Former senator Heidi Heitkamp, ​​D-N.D., A white moderate who lost his candidacy for re-election in 2018, said that “funding the police” is “a horrible name” that misinterprets the goal.

“By starting with the word ‘smash’, you left the impression that you are doing something much more radical than what needs to be done,” said Heitkamp, ​​a leader of the One Country Project, who is trying to help Democrats connect better with rural voters.

She said the term frustrated her “there is going to be someone who will try to find an opportunity in this area, especially among the Republican Party, and use it now as an excuse for not addressing what is a very real problem in America. ”

This is largely what happened when the Trump campaign and the Republicans in Congress sought to link the Democrats to the fundraising effort.

“This year has seen the lowest number of crimes in the history of our country, and now the Democrats of the radical left want to fund and abandon our police,” Trump said on social media. “Sorry, I want LAW AND ORDER! ”

The GOP campaign arm sent emails condemning “police funding” and linking it to Democratic candidates.

The Capitol Hill Democrats unveiled a vast proposal on Monday to tackle police brutality that did not include withdrawing police funding. The Police Justice Act would limit legal protections for the police, create a national database of incidents of excessive force, and prohibit strangulation, among other changes.
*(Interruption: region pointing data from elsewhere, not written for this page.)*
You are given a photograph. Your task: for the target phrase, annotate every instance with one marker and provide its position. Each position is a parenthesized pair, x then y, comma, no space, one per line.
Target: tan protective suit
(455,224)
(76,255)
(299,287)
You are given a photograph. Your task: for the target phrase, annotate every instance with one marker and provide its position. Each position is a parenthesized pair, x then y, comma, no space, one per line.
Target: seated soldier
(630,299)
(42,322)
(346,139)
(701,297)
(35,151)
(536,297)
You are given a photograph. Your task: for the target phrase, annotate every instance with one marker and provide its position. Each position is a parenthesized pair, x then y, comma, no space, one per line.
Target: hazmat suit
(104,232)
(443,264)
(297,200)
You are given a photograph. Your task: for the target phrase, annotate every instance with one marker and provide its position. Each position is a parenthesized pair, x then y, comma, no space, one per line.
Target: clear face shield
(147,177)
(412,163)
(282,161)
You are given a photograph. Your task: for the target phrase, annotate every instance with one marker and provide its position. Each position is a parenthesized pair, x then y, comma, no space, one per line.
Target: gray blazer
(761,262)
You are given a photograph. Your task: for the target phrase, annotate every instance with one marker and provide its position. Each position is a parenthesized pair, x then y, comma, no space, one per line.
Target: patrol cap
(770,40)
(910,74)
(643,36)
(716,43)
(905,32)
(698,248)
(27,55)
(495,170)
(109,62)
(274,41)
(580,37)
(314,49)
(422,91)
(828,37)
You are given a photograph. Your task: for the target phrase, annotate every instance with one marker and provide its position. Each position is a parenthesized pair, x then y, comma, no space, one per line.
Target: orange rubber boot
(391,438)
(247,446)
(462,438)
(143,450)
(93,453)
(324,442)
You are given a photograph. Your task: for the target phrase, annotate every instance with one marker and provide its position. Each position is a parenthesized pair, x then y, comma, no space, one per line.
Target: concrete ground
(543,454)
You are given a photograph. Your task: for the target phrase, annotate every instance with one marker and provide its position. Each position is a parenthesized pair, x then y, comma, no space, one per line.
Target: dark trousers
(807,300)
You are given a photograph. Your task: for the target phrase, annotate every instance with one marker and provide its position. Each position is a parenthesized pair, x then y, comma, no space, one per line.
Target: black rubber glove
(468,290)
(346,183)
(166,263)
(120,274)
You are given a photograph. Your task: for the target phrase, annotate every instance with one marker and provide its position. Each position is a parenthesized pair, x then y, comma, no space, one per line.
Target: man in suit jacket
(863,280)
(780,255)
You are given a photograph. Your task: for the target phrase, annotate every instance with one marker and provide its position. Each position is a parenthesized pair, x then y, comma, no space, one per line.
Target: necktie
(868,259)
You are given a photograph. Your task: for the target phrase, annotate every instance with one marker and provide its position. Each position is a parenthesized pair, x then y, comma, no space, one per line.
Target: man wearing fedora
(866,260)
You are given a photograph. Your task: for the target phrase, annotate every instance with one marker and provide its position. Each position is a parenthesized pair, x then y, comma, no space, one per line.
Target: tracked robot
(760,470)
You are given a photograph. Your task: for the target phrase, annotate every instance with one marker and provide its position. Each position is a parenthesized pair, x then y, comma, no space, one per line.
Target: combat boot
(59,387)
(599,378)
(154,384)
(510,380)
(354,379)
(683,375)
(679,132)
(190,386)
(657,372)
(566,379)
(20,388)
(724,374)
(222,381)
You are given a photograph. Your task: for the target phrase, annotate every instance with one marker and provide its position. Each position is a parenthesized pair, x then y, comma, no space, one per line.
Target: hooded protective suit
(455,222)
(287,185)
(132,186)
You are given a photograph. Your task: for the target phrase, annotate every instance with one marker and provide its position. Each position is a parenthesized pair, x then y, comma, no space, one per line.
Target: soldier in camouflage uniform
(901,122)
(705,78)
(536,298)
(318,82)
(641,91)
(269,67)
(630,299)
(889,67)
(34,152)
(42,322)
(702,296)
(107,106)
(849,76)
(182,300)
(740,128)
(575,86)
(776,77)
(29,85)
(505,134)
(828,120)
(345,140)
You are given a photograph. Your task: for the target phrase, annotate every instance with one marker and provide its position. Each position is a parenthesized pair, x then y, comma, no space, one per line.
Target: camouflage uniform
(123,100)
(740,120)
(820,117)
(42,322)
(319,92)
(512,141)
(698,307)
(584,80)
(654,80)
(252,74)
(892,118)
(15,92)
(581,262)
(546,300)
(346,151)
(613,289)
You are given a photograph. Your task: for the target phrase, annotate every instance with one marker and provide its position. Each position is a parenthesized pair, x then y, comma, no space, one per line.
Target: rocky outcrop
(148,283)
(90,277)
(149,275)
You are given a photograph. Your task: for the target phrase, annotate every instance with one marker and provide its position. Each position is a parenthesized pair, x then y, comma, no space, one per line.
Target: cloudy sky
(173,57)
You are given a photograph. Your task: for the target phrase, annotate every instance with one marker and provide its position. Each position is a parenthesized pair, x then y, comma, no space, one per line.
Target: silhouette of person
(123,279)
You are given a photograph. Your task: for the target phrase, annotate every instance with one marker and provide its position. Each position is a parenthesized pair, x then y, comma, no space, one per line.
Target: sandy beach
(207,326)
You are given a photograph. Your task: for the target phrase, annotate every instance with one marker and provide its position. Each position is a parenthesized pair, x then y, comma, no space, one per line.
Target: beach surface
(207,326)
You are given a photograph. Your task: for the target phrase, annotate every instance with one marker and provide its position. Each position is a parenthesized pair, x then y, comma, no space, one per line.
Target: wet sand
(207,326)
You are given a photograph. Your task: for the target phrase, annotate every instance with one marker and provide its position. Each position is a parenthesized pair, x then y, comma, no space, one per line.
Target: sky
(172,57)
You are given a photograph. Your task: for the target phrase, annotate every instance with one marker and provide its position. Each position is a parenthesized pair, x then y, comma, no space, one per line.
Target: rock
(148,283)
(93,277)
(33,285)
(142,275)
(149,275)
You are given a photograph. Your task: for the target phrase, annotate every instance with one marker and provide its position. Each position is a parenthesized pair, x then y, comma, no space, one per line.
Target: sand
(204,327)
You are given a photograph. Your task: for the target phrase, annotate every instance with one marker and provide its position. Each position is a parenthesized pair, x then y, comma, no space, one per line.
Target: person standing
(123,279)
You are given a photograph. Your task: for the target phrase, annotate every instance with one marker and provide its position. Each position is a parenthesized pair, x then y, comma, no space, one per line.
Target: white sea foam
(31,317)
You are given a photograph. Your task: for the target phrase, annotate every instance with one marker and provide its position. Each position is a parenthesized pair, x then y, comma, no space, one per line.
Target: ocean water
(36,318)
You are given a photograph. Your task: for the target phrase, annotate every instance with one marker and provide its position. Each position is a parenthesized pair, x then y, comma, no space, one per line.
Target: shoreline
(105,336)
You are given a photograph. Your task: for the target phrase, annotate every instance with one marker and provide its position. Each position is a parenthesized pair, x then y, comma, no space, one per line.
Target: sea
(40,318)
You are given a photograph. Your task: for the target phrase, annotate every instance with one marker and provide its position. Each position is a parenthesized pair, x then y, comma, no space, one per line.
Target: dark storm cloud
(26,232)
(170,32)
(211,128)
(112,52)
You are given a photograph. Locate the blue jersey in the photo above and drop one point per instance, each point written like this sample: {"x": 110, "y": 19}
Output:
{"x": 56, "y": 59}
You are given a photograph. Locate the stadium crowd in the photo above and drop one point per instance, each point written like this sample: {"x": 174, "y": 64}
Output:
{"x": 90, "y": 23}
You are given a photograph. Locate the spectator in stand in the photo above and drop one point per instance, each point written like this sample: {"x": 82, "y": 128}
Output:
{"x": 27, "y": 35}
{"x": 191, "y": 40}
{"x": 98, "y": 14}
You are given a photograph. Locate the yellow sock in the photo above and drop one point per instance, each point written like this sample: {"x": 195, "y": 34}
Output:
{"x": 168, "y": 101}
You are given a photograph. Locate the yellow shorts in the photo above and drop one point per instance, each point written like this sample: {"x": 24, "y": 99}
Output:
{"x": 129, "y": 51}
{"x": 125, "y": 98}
Representative Greg Meeks, a member of the Congressional Black Caucus and a group of moderate House Democrats called the New Democrat Coalition, said that Trump’s tweets accusing Democrats of trying to kill the police are a distraction.

“It looks like the guy who’s the 45th president is trying to divert attention from the real issue, the brutality and the murder of George Floyd,” said Meeks, who represents New York. “And we’re not going to allow them to do that. ”

Democrat representative Matt Cartwright, who is white and represents a Trump-leaning neighborhood in northeastern Pennsylvania, has rejected calls to fund the police.

“I don’t care about his name, I’m not for that,” he said, noting that he had joined the protest marches in his neighborhood.